In de definitie van een NSW-landgoed, ex art. 1 lid 1 onderdeel a NSW, is bepaald dat een landgoed geheel of gedeeltelijk bezet moet zijn met natuurterreinen, bossen en andere houtopstanden. Sinds 1 juni 2007 is het mogelijk om een rangschikking te krijgen met een bezetting bestaande uit alleen natuurterreinen. Voor 2007 moest er altijd sprake zijn van een bepaald percentage bos of houtopstanden. De wetgever heeft hier bewust voor gekozen om het natuurschoon bezit van natuurschoon van particulieren verder aan te moedigen en het beroep op de NSW te vergroten.
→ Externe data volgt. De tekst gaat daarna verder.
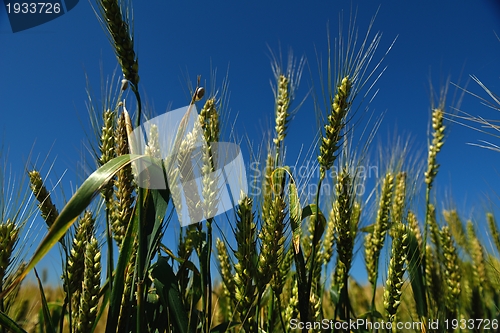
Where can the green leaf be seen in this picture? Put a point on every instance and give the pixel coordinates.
(76, 205)
(47, 319)
(7, 322)
(295, 215)
(224, 327)
(416, 275)
(119, 279)
(168, 290)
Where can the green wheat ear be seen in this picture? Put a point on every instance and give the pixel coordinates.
(397, 269)
(118, 27)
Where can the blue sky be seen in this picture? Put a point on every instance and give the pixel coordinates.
(43, 85)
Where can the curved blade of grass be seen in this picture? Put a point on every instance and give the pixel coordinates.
(75, 206)
(7, 322)
(119, 278)
(295, 215)
(416, 276)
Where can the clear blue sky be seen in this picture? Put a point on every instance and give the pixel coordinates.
(42, 71)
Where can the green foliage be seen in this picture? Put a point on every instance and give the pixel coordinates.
(276, 266)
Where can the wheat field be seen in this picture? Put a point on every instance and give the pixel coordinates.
(286, 262)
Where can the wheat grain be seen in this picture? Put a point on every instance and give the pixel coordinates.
(451, 271)
(394, 283)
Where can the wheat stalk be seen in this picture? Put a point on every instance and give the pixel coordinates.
(394, 283)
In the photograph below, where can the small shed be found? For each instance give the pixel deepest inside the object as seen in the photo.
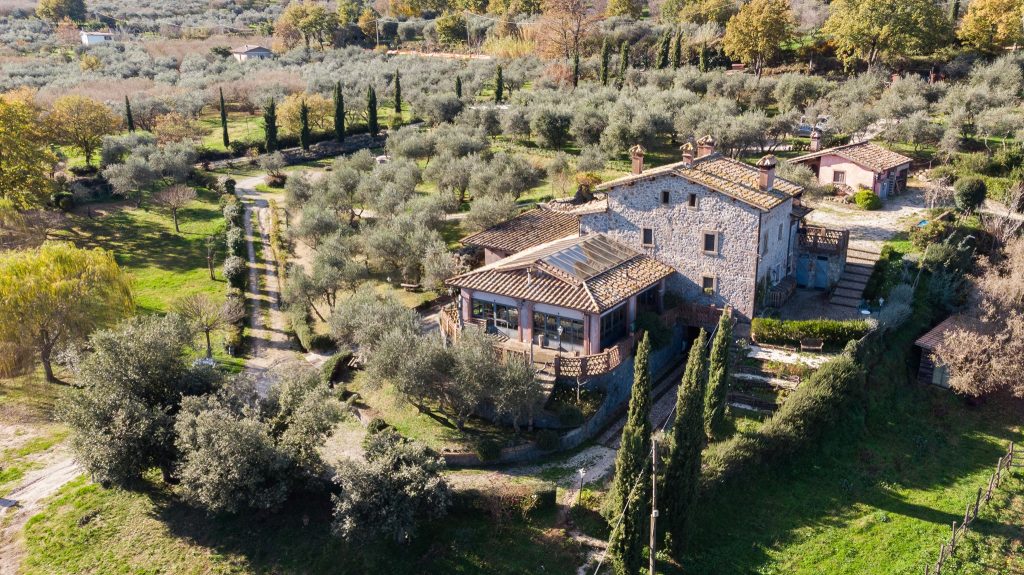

De wetgever heeft vervolgens het begrip gedeeltelijk zo ingevuld dat het moet gaan om tenminste 30% natuurterrein, bos en of andere houtopstanden van het gerangschikte terrein, ex art. 2 lid 1 onderdeel c Rangschikkingsbesluit. Deze 30%-eis is het bezettingsvereiste. Tot de met natuurterreinen bezette oppervlakte worden uitsluitend de natuurterreinen gerekend die een aaneengesloten oppervlakte van minimaal 0,5 hectare hebben. Voor kleinere landgoederen (tussen de 1 en 5 hectare) is deze voorwaarde verscherpt naar een minimaal bezettingspercentage van 50%.
Er is een uitzondering gemaakt voor buitenplaatsen en landgoederen kleiner dan 1 hectare. Deze hoeven niet aan het bezettingsvereiste te voldoen.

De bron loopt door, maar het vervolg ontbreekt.